Lecture 6 Hygiene Flashcards
Microbiological status of lab animals (types, 4)
- Germ Free animals (GF):
- Gnotobiotic animal
- Specified Pathogen Free animal
- Conventional animal
Why is hygiene important?
- To prevent diseases/illnesses/mortality of lab animals = animal welfare
- To protect the influence on experimental research
- To prevent Zoonosis (where a pathogen is transferred from animal-human)
- Quality of biological products
Germ free animal
completely free from germs. Housing in isolators, extremely sensitive to infections. Obtained via rederivation. Pregnant (GF/SPF) animal –> hysteractomy right before partus –> take out pups under sterile conditions –> transferred to an aseptic isolator via a trap/filter systems –> raised by hand/foster mother (also germ-free).
Gnotobiotic animal
Complete microbiota composition is known, because you add them to a GF animal.
Specified pathogen free animal
.You don’t say what they have, you say what they dont have. So it’s free of specified MicroOrganisms.
o No complete isolation or barriers
o All animals have ‘normal’ biota
Conventional animals
Are not obtained via an commercial breeder.
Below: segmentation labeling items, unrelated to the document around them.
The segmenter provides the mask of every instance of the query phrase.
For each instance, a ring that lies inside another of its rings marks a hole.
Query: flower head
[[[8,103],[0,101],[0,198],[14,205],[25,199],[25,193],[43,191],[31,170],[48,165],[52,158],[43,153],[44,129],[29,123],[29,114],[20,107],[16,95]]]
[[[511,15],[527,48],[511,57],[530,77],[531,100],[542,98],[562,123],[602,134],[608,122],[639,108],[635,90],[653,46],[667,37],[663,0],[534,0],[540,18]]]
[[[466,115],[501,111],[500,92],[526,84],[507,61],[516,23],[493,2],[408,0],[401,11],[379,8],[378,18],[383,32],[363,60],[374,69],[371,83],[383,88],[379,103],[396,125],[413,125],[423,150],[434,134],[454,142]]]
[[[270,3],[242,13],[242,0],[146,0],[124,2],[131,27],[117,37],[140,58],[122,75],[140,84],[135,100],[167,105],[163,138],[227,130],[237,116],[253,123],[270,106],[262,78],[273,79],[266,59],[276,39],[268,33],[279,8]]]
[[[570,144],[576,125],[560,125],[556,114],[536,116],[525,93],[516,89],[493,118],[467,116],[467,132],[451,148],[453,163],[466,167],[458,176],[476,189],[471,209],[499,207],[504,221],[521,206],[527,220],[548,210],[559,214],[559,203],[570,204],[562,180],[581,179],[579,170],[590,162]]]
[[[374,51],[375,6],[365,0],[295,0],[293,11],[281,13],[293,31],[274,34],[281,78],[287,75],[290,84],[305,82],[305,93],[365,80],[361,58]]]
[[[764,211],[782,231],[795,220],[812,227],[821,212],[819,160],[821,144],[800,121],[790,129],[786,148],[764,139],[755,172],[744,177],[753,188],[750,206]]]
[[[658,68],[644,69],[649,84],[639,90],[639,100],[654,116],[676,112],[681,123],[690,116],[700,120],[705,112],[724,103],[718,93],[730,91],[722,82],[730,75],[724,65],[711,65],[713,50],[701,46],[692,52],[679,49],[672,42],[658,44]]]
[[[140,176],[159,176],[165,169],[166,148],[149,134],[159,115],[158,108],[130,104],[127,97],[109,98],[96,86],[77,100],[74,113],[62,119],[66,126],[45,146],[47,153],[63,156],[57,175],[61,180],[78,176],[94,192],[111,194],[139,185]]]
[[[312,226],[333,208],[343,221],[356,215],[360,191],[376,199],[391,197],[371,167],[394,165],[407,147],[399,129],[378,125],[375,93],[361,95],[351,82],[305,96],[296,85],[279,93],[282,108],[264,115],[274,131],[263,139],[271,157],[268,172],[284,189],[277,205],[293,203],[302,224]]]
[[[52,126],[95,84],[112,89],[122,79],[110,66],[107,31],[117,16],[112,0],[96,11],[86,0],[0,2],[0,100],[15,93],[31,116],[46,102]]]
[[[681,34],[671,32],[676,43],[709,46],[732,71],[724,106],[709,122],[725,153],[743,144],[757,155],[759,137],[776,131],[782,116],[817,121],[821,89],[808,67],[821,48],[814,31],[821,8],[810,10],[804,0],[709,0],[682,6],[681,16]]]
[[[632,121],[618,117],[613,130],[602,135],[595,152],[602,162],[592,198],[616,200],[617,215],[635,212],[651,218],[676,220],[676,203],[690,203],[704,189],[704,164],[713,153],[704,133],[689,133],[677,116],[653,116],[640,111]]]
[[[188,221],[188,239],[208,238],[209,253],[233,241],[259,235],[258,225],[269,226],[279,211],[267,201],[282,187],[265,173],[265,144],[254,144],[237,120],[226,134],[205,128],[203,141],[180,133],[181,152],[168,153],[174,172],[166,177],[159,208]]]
o Microbiological status (pathogen and non-pathogen) is completely unknown
o Isolation period necessary
“burn out”
- Viral infections
- No introduction of new animals for 6 weeks
- No breeding
- If all animals will be infected, some sort of passive, protective immunity will develop and infection will be silenced
“stamping out”
All animals will be taken out of the population
Different barriers/housing
- Animal ventilated cabinets
- Individual ventilated cages: barrier around each individual cage.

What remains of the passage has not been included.